Bond yields have increased significantly over the last few months. This has made it expensive for banks to issue certificates of deposit. When yields move up, bond prices fall and this is likely to trigger a negative sentiment in the market. The yield from 10-year g-sec bonds continues to remain high. Moreover, banks are also facing difficulties with the increasing costs of market borrowing.

Another significant factor is that banks are planning to hike their deposit rates to get more funds for their operations. Many banks have already been forced to implement a deposit rate hike. The country’s largest lender State Bank of India (SBI) has increased its deposit rates by about 200 basis points in the last two months. Bulk deposit rates for accounts with Rs.1 crore and above currently stands at 6.25%.

RBI is currently in the process of linking the base rate of banks with their marginal cost of funds based lending rates (MCLR). This is coming into effect from April 1 onwards.
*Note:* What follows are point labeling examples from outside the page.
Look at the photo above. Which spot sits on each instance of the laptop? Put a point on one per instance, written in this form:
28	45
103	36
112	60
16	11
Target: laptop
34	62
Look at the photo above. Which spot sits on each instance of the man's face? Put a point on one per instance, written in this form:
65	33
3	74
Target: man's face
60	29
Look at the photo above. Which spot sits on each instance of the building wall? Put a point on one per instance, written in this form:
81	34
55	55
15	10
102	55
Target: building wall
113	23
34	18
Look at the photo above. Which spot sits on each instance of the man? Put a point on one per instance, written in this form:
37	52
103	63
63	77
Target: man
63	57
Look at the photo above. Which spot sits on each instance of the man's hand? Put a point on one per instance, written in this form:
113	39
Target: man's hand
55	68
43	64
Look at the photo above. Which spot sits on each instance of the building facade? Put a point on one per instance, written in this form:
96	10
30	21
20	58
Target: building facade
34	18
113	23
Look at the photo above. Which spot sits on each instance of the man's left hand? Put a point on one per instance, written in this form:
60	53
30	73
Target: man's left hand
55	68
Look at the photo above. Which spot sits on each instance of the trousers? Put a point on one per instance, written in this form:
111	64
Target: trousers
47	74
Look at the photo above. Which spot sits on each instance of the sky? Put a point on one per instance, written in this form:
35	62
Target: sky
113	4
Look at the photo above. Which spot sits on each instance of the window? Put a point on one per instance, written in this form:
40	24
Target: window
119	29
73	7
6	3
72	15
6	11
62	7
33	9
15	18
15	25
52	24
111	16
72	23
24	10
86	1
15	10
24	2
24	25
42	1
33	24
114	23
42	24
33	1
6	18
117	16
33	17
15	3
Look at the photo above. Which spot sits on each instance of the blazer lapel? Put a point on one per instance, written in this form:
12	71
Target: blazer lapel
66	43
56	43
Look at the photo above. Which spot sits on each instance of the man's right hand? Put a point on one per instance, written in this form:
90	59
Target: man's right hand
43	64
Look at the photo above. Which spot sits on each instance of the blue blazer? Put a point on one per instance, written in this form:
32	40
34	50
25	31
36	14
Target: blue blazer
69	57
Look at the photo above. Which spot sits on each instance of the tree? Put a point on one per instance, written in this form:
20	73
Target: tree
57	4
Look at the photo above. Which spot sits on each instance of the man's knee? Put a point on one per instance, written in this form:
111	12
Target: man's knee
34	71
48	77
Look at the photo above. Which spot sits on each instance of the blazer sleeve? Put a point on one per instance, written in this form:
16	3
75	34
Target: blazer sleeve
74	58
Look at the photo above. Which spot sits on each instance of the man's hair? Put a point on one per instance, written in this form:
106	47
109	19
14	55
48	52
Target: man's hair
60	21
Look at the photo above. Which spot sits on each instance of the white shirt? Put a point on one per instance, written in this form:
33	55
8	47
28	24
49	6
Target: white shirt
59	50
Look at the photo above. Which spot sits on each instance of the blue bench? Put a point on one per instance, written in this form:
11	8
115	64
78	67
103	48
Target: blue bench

In some banks, there is a huge difference between their base rates and MCLR. For instance, SBI’s base rate currently stands at 8.65% whereas its one-year MCLR stands at 7.95%. This huge difference still exists despite the 30 basis points cut made in January.

Among the major banks that have hiked their lending rates, HDFC is at the top with 10 basis points increase in MCLR. This is followed by various other private banks including Axis Bank, Kotak Mahindra, Yes Bank, IndusInd Bank, etc. that have raised MCLR by 5 to 10 basis points.